MINNEAPOLIS - Melodee Strong, a Visual Arts Teacher at Franklin Middle School in Minneapolis, says there's a lot of love in these hallways - especially for Minneapolis police.
"I think it's pretty cool that officers take time out of their job to hang out with us and paint," said 8th-grader Jacob Butler.
It's part of a new program called "Mural Squad," helping police build relationships with students.
"I mean, we've had some incidents here in Minnesota that have caused conversations amongst teachers and students, among parents and students,” said Strong.
There are 14 students in the after-school program, many who say their perception of police before joining the squad wasn't great.

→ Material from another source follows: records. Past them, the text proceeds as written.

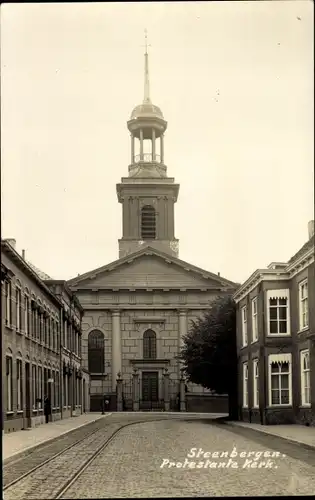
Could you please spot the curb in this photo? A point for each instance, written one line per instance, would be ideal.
(262, 431)
(27, 451)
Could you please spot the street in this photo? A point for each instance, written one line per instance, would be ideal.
(155, 455)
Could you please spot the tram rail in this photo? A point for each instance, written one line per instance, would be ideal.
(49, 474)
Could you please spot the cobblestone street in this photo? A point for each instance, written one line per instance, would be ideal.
(131, 464)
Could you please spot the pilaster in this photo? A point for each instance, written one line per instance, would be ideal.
(116, 347)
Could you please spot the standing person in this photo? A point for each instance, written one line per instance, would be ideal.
(47, 408)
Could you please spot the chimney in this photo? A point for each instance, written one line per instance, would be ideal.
(11, 242)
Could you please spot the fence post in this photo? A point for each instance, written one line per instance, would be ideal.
(166, 376)
(182, 393)
(135, 390)
(119, 392)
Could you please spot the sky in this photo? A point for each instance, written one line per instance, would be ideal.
(235, 83)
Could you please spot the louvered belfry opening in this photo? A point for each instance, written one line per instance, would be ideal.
(148, 223)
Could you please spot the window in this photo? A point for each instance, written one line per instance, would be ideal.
(57, 390)
(96, 352)
(34, 386)
(40, 385)
(53, 389)
(18, 297)
(19, 384)
(26, 314)
(303, 304)
(149, 345)
(64, 390)
(305, 378)
(65, 327)
(254, 320)
(8, 304)
(148, 223)
(280, 380)
(57, 333)
(256, 383)
(34, 319)
(9, 383)
(40, 326)
(244, 326)
(245, 385)
(45, 329)
(278, 312)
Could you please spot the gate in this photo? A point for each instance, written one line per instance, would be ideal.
(174, 393)
(127, 395)
(150, 398)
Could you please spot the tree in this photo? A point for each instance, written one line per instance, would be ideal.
(209, 353)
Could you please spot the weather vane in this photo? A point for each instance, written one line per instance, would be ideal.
(146, 41)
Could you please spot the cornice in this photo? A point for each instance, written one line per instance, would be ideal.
(147, 289)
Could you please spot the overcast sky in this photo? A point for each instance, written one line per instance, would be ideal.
(235, 83)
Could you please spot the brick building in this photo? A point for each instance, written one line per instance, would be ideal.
(138, 308)
(35, 353)
(276, 341)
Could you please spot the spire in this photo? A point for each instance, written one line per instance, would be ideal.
(146, 99)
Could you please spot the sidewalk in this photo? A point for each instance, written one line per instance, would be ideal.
(23, 441)
(296, 433)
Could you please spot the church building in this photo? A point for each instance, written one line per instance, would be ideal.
(138, 308)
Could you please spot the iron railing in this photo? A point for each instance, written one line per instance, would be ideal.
(148, 158)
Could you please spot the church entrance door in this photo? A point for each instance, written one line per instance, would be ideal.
(150, 392)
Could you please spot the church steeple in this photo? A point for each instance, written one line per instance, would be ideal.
(147, 195)
(146, 99)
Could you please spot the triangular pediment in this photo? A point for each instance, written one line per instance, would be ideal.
(150, 269)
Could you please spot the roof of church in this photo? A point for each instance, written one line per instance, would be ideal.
(40, 274)
(147, 250)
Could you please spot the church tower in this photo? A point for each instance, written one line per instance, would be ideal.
(147, 195)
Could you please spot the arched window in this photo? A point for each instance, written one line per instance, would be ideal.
(148, 223)
(96, 352)
(149, 345)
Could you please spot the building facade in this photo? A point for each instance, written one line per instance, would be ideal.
(276, 341)
(138, 308)
(34, 354)
(74, 388)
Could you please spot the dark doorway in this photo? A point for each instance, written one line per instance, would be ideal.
(27, 421)
(84, 400)
(150, 392)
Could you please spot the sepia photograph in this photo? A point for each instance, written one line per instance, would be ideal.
(157, 249)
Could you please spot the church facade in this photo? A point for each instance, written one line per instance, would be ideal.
(138, 308)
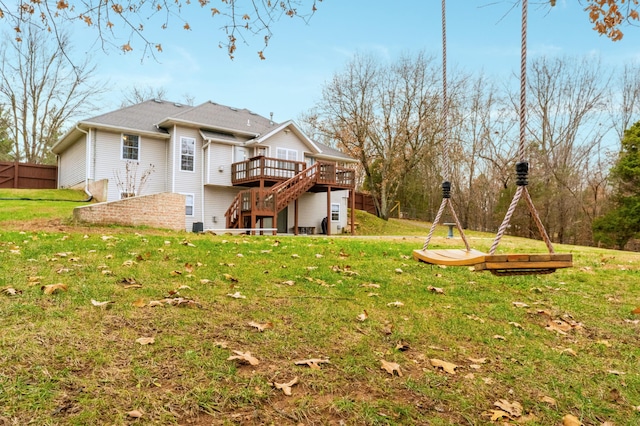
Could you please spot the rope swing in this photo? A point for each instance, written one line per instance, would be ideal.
(509, 264)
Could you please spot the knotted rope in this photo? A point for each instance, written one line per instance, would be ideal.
(446, 185)
(522, 167)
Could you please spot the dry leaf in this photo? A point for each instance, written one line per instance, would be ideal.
(52, 288)
(390, 367)
(145, 340)
(571, 420)
(370, 285)
(435, 289)
(139, 303)
(10, 291)
(136, 414)
(495, 415)
(313, 363)
(261, 327)
(100, 304)
(446, 366)
(244, 357)
(513, 408)
(286, 387)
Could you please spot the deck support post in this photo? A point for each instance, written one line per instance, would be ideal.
(329, 210)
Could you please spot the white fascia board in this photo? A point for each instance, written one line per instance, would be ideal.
(188, 123)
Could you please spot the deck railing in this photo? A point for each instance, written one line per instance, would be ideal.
(265, 168)
(268, 201)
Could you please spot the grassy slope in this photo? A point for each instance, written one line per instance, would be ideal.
(572, 347)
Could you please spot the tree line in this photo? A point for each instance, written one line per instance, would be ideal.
(388, 115)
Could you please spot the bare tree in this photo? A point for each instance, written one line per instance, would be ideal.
(43, 92)
(565, 124)
(386, 116)
(122, 24)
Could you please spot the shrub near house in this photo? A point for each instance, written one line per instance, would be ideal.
(233, 167)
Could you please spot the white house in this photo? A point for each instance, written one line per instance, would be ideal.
(236, 168)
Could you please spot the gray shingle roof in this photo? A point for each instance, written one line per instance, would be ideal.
(143, 116)
(212, 115)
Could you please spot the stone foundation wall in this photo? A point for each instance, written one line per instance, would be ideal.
(166, 210)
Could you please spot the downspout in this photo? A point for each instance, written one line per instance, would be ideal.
(202, 187)
(88, 163)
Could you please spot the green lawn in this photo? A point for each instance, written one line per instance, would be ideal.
(398, 342)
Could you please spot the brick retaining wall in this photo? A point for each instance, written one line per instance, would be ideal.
(166, 210)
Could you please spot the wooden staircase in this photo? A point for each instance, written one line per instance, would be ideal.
(258, 203)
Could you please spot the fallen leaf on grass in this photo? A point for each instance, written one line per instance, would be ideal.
(101, 304)
(390, 367)
(136, 414)
(230, 278)
(52, 288)
(261, 327)
(513, 408)
(446, 366)
(571, 420)
(313, 363)
(10, 291)
(495, 415)
(139, 303)
(244, 357)
(549, 400)
(286, 387)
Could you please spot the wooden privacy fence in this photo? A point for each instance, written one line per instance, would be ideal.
(28, 176)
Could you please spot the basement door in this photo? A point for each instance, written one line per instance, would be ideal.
(282, 220)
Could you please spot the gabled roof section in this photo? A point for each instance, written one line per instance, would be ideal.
(142, 116)
(212, 116)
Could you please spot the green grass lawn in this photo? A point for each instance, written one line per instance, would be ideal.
(398, 342)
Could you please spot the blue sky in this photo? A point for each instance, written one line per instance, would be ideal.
(482, 36)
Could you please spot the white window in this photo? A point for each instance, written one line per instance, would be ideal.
(335, 212)
(262, 151)
(187, 154)
(287, 154)
(188, 204)
(130, 147)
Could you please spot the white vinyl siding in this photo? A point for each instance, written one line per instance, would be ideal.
(335, 212)
(73, 164)
(189, 204)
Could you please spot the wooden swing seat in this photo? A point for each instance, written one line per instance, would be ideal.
(501, 264)
(525, 264)
(450, 257)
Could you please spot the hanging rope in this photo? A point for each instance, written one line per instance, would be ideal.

"Our community sees the police as the bad guys or the people we can't trust that we're always afraid of," said 7th-grader Kiera Griffin. "Mural Squad helps us see cops in a different way that we don't see in our community."
These Minneapolis Police Officers say they're gaining insight, too. They hope by sharing each other's stories, they will have a much better understanding and can change perceptions.
"We get to paint a picture of what we see on both sides and put that together and bring unity to the students and law enforcement," said Minneapolis Police Officer Yolanda Wilks. "It's not just a one-sided idea. It's us coming together, building that trust together."
Franklin Middle School's "Mural Squad" is the only one of its kind in the district.
Strong says it is a very low-cost program and she would love to see more schools adopt it across the state to help improve community-police relations.